By Sunday morning, the day of the biggest and final climactic race – the Elite Men’s Road Race – the desks in the Media Centre were littered with similar sheets of paper, proclaiming the winners of all the previous races, detailing the histories of the winners, and advising the media of progress in the doping investigations.  Even as the world’s best competed for gold in Geelong, four Spanish cyclists, including current Tour de France winner Alberto Contador, were implicated in illegal drug use, with three riders being suspended and Contador under investigation.  For the journalists who have followed cycling for several years, it was shades of 2006, where the winner, America’s Floyd Landis, eventually admitted to doping in the Tour and was stripped of his yellow jersey, which was instead handed to the runner-up, Oscar Freire Gomez of Spain.  At a press conference the previous day, the president of the UCI, Pat McQuaid, refused to answer questions about Contador’s case.

“There’s an ongoing result management process happening that I can’t comment on; let’s just wait for the result,” he replied to the insistent questions of the media.

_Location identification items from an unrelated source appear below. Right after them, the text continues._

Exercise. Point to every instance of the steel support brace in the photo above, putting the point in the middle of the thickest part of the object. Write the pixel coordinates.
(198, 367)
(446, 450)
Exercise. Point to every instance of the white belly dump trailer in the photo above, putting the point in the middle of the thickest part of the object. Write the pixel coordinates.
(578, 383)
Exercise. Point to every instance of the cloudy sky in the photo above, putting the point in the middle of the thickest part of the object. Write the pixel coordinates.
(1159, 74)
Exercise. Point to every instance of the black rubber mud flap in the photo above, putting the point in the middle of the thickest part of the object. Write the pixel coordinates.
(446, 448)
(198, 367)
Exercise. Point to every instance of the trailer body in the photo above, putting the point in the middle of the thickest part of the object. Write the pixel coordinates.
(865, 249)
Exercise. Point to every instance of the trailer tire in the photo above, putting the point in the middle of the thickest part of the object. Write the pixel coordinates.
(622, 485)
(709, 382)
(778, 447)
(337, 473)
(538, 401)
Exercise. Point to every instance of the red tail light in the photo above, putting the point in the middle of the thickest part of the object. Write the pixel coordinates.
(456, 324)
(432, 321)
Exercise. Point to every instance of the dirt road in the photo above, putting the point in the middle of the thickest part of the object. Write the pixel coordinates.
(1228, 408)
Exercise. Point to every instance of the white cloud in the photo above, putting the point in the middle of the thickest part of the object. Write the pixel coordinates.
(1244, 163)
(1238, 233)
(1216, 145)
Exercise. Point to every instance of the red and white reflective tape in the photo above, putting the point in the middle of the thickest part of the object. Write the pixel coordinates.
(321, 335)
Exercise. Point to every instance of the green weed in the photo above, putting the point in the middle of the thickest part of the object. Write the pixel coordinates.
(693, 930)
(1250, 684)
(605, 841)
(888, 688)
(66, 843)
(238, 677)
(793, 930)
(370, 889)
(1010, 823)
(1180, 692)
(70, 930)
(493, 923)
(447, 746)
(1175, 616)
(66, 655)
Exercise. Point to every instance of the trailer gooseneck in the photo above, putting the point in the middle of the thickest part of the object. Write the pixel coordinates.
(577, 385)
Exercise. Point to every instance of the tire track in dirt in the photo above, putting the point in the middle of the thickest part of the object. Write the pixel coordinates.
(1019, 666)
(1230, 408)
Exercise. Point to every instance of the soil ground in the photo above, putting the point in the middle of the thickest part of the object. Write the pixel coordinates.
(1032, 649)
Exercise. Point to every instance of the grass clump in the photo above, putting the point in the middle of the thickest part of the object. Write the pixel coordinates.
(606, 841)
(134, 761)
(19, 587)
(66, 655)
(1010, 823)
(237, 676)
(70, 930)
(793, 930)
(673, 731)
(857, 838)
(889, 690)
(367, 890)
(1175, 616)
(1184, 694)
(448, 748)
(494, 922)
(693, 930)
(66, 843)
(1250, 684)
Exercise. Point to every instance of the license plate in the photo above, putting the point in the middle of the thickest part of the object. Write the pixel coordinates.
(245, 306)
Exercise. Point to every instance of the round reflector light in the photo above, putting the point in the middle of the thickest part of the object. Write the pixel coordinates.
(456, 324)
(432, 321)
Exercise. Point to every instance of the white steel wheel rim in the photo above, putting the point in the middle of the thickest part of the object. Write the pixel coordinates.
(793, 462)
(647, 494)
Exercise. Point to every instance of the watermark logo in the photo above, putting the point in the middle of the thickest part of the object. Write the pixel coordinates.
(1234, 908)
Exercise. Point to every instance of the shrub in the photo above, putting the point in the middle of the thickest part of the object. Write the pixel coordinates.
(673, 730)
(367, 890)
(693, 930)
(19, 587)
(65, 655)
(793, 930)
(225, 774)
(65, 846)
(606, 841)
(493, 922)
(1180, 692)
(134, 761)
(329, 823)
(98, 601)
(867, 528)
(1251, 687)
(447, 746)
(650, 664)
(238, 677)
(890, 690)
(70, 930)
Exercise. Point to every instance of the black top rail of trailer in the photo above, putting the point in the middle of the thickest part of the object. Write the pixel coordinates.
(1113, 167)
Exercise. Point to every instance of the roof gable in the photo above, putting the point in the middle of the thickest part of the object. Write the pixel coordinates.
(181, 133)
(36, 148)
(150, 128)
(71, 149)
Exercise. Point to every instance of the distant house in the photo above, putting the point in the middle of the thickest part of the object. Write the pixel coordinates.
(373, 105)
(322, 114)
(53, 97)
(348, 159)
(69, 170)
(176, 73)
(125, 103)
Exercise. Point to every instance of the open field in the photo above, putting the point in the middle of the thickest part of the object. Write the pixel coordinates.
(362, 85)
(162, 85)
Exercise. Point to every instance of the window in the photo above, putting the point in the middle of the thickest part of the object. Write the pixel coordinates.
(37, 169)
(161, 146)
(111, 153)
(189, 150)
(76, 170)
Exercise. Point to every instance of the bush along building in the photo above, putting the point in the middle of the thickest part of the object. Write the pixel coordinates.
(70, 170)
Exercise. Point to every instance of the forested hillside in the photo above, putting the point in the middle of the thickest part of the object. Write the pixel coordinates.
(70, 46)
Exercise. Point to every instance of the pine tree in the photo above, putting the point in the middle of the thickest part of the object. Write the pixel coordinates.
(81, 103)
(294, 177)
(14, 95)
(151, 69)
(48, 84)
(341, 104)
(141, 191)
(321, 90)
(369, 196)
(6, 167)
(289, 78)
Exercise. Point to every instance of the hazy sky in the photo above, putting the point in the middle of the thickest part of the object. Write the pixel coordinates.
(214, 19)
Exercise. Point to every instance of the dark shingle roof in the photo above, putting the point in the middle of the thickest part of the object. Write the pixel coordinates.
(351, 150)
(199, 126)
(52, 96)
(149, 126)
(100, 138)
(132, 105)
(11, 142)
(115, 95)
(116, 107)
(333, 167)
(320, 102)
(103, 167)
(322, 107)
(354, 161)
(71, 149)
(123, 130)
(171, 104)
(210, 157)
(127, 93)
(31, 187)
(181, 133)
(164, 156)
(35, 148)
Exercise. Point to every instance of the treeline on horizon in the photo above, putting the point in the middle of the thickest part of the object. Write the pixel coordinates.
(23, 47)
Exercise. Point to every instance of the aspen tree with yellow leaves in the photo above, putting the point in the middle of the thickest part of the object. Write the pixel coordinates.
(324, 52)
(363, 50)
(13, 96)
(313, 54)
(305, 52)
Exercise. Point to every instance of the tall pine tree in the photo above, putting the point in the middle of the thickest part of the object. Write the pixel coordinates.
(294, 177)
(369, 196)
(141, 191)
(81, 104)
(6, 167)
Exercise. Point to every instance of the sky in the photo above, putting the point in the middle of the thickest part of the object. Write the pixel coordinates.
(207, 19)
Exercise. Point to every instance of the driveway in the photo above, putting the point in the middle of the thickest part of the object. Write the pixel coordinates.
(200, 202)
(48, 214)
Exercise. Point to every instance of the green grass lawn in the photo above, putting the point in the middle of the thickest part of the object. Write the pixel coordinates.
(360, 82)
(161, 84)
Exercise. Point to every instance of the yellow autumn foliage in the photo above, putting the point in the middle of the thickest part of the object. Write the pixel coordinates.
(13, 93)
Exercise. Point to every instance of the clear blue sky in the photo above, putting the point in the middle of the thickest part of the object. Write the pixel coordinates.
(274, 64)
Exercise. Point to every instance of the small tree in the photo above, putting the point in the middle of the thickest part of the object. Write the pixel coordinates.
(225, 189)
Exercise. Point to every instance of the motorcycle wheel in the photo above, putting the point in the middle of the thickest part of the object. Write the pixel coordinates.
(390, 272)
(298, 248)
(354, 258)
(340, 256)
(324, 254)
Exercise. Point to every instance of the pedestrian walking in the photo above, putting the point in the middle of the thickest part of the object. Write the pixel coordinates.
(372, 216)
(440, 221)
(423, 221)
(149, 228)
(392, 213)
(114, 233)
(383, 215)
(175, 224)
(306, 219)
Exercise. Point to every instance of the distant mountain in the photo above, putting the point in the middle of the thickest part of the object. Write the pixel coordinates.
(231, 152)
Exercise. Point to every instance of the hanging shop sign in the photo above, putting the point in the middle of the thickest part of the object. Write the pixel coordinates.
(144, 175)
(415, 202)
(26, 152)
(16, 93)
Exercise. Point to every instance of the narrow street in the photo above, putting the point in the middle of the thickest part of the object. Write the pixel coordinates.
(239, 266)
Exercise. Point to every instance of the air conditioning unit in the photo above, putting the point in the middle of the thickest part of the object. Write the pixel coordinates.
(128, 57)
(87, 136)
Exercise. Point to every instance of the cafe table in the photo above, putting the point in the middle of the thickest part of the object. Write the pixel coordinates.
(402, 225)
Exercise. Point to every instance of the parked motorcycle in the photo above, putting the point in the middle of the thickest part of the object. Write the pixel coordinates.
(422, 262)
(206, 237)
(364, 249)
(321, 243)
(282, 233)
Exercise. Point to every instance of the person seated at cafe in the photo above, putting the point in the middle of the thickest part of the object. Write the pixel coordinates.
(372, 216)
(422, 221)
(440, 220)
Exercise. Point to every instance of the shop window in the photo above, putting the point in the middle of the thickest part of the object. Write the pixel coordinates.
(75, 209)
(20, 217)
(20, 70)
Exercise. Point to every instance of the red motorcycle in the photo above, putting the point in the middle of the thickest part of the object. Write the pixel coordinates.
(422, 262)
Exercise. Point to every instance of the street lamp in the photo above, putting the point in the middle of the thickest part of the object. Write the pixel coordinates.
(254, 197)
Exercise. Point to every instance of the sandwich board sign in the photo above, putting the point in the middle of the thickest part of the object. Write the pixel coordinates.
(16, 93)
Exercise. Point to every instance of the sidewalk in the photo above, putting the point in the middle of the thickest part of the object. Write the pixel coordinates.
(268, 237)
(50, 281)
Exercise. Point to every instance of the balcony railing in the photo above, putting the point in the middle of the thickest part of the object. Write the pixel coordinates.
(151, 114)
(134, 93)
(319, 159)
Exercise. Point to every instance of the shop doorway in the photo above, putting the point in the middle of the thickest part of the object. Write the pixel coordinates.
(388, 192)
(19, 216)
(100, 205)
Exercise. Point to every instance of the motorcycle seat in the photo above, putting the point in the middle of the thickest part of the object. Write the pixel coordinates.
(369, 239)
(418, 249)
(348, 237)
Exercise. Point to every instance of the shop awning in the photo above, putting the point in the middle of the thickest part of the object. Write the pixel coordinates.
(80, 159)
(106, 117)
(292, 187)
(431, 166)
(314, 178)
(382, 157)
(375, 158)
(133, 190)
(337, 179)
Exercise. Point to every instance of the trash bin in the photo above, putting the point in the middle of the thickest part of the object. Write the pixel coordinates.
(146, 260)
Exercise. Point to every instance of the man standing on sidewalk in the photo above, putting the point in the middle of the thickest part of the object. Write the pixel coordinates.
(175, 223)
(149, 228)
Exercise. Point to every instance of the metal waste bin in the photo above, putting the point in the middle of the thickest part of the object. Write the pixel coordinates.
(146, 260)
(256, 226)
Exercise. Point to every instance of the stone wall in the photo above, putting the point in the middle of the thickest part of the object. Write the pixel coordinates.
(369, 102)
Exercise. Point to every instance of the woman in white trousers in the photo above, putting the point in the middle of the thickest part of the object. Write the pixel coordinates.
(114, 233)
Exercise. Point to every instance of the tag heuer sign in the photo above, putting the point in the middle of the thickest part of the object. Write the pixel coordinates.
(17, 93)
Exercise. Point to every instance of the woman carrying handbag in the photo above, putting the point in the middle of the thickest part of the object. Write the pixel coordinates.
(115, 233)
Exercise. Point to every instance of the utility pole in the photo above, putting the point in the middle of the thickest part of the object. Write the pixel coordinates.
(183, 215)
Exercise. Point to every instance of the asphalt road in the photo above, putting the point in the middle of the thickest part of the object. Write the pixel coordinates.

Should Contador be found guilty of doping and stripped of his title, the honour of the yellow jersey would fall to Luxembourg’s Andy Schleck, the winner of the white jersey competition for the past three years and one of the favourites for the Tour de France title, along with the 2009 World Champion, Australia’s Cadel Evans.  Winning last year’s World Championships in Mendrisio, Switzerland, barely five minutes down the road from his European home, this year Cadel is back to defend his rainbow jersey, just 20 minutes down the road from his Australian home in Barwon Heads.  Though losing his chance at Tour de France glory this year from a fractured elbow in a crash, his form has otherwise been very good, and for the home crowd excited to see the World Championships on Australian turf, there is but one question on everyone’s lips: can Cadel do it again?

The morning after our first meeting, the Danish journalist passes the Media Centre reception desk again.  “How’d your interview with Matti go?  Was he nice?”  I ask.

“Oh, it went OK,” the journalist replies.  “He was really cool about it.  Matti has a great sense of humour.”  She grins at me, knowing my particular interest in the Danish rider.  “You should have come along!”

I smile.  “Oh, if only I could have.”